Given that schedule, you might expect frenzy from "Dr Dee," the first album issued under Albarn's name since 2003. Instead, the record opens with the sound of birds and rushing water and grows only more contemplative from there. A studio companion to a so-called "English opera" that premiered last year in Manchester, "Dr Dee" explores the life and work of the Elizabethan polymath John Dee; it features Albarn on vocals along with contributions by Allen, guitarist Simon Tong (formerly of the Verve) and members of the BBC Philharmonic, among others. As music divorced from image, "Dr Dee" glitters intermittently. "Apple Carts" is as lovely (and bummed-out) a ballad as Blur's "No Distance Left to Run," while "Coronation" contains some gorgeously spooky choral singing. But extracting a narrative from these delicate sounds can feel like more trouble than they're worth -- even if you haven't half as much happening as Albarn does.

MIKAEL WOOD, LOS ANGELES TIMES

COUNTRY: Willie Nelson, "Heroes" (Legacy)

The second cut on his new album is the jaunty country-gospel of "Roll Me Up and Smoke Me When I Die," with Snoop Dogg, Kris Kristofferson and Jamey Johnson. It's a fun little number that, of course, slyly alludes to Willie's well-known affection for weed, and, like most of the rest of "Heroes," it shows the 79-year-old legend can still hit the mark when he wants to.

OK, even Willie Nelson can't make Coldplay ("The Scientist") sound worthwhile. That misfire aside, he succeeds by keeping things in his wheelhouse, whether it's spare ballads accented by longtime accompanist Mickey Raphael's trademark high-lonesome harmonica or Western swing chestnuts ("My Window Faces the South," "Home in San Antone"). Likewise, the many guests elevate the proceedings, rather than seem superfluous, from Merle Haggard on a reprise of 1989's "A Horse Called Music" to Sheryl Crow on the country-soul of Tom Waits' "Come on Up to the House" or Ray Price on "This Cold War With You."

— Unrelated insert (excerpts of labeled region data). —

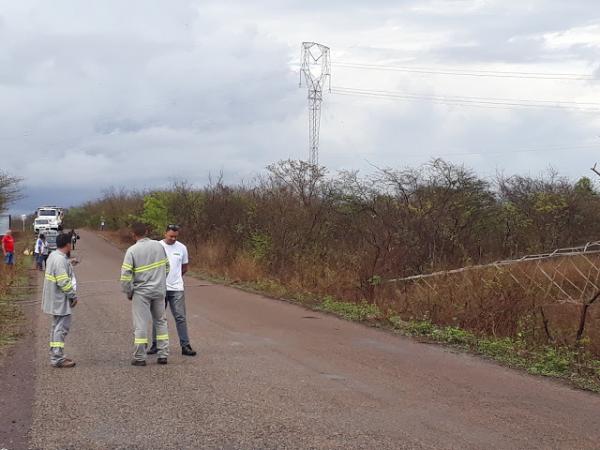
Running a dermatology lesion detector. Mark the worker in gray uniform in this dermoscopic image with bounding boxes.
[121,223,169,366]
[42,234,78,368]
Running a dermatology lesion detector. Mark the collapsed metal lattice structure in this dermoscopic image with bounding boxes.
[387,241,600,305]
[300,42,331,165]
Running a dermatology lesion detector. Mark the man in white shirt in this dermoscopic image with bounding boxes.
[147,225,196,356]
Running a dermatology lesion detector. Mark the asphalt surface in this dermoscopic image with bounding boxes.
[19,232,600,449]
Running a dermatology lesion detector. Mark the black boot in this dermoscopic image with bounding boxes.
[181,344,196,356]
[146,342,158,355]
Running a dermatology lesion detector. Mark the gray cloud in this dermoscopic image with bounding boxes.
[0,0,600,210]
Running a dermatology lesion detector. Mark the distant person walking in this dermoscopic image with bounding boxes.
[121,223,169,366]
[148,225,196,356]
[2,230,14,267]
[42,233,77,368]
[69,228,79,250]
[34,234,48,270]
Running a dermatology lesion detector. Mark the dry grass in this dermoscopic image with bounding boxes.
[377,255,600,353]
[0,233,32,351]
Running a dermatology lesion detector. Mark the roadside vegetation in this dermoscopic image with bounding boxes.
[0,172,32,352]
[67,160,600,388]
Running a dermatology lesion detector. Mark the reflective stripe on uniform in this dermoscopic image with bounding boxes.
[45,273,69,283]
[133,258,168,273]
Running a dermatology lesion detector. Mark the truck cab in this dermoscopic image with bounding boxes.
[33,206,63,233]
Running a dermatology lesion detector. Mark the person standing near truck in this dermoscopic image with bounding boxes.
[69,228,79,250]
[121,223,169,366]
[148,225,196,356]
[2,230,15,267]
[34,234,48,270]
[42,233,77,368]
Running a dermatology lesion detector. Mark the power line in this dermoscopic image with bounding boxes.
[333,61,599,81]
[331,86,600,113]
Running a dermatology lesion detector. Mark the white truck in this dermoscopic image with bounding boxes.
[33,206,65,230]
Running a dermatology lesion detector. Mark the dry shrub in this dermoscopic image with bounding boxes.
[378,254,600,352]
[227,253,265,281]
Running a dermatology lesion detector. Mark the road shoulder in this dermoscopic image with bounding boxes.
[0,277,38,450]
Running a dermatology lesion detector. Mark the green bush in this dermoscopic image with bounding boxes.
[319,297,382,321]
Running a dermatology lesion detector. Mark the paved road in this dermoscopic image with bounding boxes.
[24,233,600,449]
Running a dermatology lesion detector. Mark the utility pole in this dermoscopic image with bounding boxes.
[300,42,331,165]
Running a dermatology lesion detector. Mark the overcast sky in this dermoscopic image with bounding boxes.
[0,0,600,213]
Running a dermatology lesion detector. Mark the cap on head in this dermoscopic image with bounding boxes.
[56,233,71,248]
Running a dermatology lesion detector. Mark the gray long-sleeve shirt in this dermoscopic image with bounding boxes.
[42,250,77,316]
[121,238,169,299]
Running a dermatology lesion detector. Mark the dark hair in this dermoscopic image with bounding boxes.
[56,233,71,248]
[131,222,148,237]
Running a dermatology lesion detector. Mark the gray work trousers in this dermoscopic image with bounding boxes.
[50,314,71,366]
[152,291,190,347]
[131,292,169,361]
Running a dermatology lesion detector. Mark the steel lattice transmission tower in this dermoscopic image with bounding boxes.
[300,42,331,165]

For all the big names, however, the guest most prominently featured is Nelson's son Lukas. He wrote or co-wrote three of the 13 songs, sings on seven of them and sounds uncannily like his old man. We'd say that lends the album an element of torch-passing, except Willie doesn't sound ready to fade away. Nelson performs June 8 at Winstock in Winsted, Minn.